Ahiska Borjomi arası tamamen yeşil alan diyebiliriz. İstediğin yere kamp atabilirsin, sıkıntı çıkacak bir durum yok. Yoldan geçen araç sayısı da çok az. Sağda solda tepeler ağaçlar falan olmasına rağmen bu rüzgâr neden hâlâ karşıdan esiyor anlamış değilim.
İrili ufaklı birçok köyden geçiyorum. Kimisi boşaltılmış kimisinde de oturan birileri var gibi fakat etrafta insan yok. Ne bana “hello” diyen çocuklar ne de garip bir şekilde bakan insanlar var. Gördüğüm tek şey her yerde inek olması. Yolda, çayırda, tepelerde… Türkiye’de bu kadar büyükbaş hayvanı kırsal alanda hiç görmedim. Bu da sanırım dünyanın en pahalı etini yememizin sebebi.
Köy bölgelerinde araçlar yolda beni gördüklerinde epeyce uzaktan şerit değiştirmeye başlıyorlar. Bu gayet iyi oluyor; çünkü yollarda emniyet şeridi denen alan bu bölgede maalesef yok.
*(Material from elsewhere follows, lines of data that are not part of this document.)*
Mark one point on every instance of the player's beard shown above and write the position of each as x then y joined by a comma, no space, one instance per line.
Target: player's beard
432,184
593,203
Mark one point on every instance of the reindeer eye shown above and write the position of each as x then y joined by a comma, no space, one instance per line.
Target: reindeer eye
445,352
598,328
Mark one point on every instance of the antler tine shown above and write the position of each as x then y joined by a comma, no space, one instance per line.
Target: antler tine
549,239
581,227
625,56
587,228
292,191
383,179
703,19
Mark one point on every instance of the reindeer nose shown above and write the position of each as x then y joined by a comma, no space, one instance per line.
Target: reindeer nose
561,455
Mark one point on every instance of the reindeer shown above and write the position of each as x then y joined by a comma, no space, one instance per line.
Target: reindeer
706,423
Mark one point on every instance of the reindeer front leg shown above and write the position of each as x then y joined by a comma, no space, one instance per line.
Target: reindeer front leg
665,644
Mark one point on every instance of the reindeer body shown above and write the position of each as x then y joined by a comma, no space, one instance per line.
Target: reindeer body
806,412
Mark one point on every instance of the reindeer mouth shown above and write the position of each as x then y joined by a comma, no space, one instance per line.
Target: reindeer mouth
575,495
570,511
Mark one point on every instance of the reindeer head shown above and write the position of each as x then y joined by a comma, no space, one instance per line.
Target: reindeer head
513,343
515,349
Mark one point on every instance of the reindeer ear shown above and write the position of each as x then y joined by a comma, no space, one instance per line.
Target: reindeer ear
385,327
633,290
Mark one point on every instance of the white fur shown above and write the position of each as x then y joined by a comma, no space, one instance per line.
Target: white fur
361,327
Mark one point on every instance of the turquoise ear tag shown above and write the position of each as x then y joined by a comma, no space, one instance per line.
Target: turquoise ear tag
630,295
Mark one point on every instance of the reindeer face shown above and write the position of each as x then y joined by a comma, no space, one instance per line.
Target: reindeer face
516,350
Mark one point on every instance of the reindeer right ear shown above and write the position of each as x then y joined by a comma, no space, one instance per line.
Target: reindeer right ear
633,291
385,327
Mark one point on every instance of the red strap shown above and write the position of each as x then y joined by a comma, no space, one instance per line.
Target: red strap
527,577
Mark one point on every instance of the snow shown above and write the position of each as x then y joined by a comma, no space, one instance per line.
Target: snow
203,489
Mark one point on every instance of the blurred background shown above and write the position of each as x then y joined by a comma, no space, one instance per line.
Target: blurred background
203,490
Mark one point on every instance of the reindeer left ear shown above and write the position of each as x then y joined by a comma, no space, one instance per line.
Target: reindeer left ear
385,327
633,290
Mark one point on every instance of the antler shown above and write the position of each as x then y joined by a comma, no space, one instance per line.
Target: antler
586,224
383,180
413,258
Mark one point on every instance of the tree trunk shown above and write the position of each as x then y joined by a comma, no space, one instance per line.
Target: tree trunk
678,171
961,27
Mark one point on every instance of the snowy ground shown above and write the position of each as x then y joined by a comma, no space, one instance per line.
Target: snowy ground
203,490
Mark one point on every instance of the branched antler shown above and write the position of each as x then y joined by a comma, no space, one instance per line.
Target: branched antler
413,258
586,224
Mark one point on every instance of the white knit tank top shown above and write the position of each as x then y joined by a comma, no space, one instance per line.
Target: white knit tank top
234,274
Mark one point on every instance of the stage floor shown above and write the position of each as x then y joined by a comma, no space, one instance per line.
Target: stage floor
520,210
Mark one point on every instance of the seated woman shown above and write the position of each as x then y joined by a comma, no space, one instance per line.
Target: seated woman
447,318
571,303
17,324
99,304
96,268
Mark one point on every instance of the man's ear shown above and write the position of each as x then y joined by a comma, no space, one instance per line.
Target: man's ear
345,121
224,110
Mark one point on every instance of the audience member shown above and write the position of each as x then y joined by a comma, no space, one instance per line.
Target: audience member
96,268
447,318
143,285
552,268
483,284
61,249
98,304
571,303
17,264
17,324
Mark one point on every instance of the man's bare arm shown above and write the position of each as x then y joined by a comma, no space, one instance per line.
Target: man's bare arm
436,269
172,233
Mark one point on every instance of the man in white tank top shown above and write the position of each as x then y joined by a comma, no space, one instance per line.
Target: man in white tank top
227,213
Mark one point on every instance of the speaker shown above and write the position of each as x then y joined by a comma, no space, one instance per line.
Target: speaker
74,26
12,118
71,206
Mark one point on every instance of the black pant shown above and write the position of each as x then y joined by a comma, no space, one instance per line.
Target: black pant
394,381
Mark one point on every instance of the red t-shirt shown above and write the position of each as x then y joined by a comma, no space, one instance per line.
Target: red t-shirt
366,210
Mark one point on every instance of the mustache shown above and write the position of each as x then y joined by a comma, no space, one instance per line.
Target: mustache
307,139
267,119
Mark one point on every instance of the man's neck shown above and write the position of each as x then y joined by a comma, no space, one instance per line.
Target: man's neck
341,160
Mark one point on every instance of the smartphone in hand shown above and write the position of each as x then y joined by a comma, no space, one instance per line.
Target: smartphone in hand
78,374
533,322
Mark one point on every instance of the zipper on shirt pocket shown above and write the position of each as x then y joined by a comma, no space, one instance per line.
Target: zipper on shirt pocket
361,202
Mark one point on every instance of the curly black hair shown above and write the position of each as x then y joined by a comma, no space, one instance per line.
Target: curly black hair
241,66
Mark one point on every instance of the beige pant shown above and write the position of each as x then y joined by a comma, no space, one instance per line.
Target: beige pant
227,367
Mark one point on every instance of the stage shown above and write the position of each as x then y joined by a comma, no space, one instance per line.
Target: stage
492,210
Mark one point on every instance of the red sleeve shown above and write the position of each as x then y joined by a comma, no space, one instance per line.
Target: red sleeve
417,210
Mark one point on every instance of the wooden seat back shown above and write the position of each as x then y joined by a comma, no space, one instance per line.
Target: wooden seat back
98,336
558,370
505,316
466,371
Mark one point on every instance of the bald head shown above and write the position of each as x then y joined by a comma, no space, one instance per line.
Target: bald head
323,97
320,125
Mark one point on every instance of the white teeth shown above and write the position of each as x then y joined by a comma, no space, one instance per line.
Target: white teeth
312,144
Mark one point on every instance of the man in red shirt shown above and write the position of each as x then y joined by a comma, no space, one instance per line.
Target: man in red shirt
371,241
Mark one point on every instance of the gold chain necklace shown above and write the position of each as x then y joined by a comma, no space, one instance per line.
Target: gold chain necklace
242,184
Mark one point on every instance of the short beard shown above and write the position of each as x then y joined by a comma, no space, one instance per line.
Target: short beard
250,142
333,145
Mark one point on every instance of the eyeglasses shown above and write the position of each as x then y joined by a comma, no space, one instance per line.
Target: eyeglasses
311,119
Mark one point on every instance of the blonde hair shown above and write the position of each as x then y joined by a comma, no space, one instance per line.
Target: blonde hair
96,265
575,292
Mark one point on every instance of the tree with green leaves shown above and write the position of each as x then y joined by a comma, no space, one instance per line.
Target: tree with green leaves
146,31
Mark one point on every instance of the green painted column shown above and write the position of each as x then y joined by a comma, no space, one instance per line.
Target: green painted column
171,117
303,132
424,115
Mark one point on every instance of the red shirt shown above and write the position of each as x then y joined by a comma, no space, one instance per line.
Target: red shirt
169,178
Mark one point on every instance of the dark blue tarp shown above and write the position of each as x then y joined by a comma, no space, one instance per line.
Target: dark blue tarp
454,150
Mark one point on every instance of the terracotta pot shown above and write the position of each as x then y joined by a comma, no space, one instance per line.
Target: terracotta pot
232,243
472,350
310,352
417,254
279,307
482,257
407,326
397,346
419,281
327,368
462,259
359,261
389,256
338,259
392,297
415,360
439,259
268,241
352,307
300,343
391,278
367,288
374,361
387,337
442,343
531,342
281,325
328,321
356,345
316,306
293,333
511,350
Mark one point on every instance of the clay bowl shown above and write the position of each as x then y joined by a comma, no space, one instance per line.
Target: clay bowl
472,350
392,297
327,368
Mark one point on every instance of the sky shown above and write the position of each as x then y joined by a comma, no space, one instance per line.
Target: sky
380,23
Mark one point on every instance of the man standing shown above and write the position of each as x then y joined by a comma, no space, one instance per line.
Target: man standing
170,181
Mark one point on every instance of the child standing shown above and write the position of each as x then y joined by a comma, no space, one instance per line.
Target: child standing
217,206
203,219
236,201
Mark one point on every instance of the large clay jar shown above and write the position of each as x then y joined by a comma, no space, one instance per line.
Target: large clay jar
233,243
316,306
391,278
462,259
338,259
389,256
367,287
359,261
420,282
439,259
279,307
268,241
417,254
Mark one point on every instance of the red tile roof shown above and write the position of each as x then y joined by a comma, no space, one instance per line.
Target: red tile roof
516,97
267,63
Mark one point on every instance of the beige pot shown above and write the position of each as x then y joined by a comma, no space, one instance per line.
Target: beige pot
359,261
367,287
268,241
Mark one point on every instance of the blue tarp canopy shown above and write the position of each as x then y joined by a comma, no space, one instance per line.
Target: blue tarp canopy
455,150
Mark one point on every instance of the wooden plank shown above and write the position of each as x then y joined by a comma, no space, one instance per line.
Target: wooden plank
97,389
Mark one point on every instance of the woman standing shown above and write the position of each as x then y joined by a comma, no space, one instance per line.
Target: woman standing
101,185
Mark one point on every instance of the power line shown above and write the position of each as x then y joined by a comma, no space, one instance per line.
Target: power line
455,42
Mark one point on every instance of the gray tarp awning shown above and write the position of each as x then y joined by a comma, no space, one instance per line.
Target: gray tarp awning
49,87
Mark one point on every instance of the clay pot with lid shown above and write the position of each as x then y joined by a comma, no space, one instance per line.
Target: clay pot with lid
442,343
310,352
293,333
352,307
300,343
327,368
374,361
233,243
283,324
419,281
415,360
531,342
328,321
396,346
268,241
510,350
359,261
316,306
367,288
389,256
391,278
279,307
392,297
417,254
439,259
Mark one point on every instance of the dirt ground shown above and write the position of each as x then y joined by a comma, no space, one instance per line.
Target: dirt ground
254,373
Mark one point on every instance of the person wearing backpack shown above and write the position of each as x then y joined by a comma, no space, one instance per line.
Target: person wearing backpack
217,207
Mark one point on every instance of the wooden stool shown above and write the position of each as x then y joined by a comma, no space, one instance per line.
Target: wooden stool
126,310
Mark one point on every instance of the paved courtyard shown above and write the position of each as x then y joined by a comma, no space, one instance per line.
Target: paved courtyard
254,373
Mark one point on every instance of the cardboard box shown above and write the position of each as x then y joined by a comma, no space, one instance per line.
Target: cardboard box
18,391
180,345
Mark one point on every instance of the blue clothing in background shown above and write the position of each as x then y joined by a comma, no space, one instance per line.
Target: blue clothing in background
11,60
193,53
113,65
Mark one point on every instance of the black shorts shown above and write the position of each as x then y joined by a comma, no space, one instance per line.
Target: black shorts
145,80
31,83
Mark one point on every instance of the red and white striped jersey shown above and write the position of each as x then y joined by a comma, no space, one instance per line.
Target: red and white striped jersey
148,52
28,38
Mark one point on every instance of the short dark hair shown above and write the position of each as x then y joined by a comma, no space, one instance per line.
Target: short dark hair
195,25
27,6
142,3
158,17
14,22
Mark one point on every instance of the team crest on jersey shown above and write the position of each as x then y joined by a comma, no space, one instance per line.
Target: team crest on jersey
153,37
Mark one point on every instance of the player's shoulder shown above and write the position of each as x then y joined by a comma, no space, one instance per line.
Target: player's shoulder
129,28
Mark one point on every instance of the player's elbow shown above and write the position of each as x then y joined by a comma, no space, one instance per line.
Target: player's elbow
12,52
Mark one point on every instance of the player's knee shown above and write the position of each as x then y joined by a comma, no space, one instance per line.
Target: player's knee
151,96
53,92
Sessiz sedasız yol alırken bayağı arkamdan biri korna ile tempo çalarak gelmeye başladı. Aha bu kesin Türk, melodiden belli! ? . Önüme geçip durdu. Araçtan iner inmez kendini tanıttı. Gürcistanlı İş Adamı Mert Bey. Muhteşem bir olay yaptığımı, özellikle de arkada Türk bayrağı asılı şekilde yol almama hayran olduğunu dile getirdi. Gürcistan halkının bir sıkıntı çıkartmayacağını, özellikle de bu bayraktan dolayı bana sempati ile bakacaklarını dile getirdi. Herhangi bir aksilik olursa da hemen kendisine ulaşmamı söyledi ve telefonunu verdi. Yolda İngilizce konuşan birilerine rastlamayı beklerken Türkçe konuşan biri ile karşılaşmak beni mutlu etti.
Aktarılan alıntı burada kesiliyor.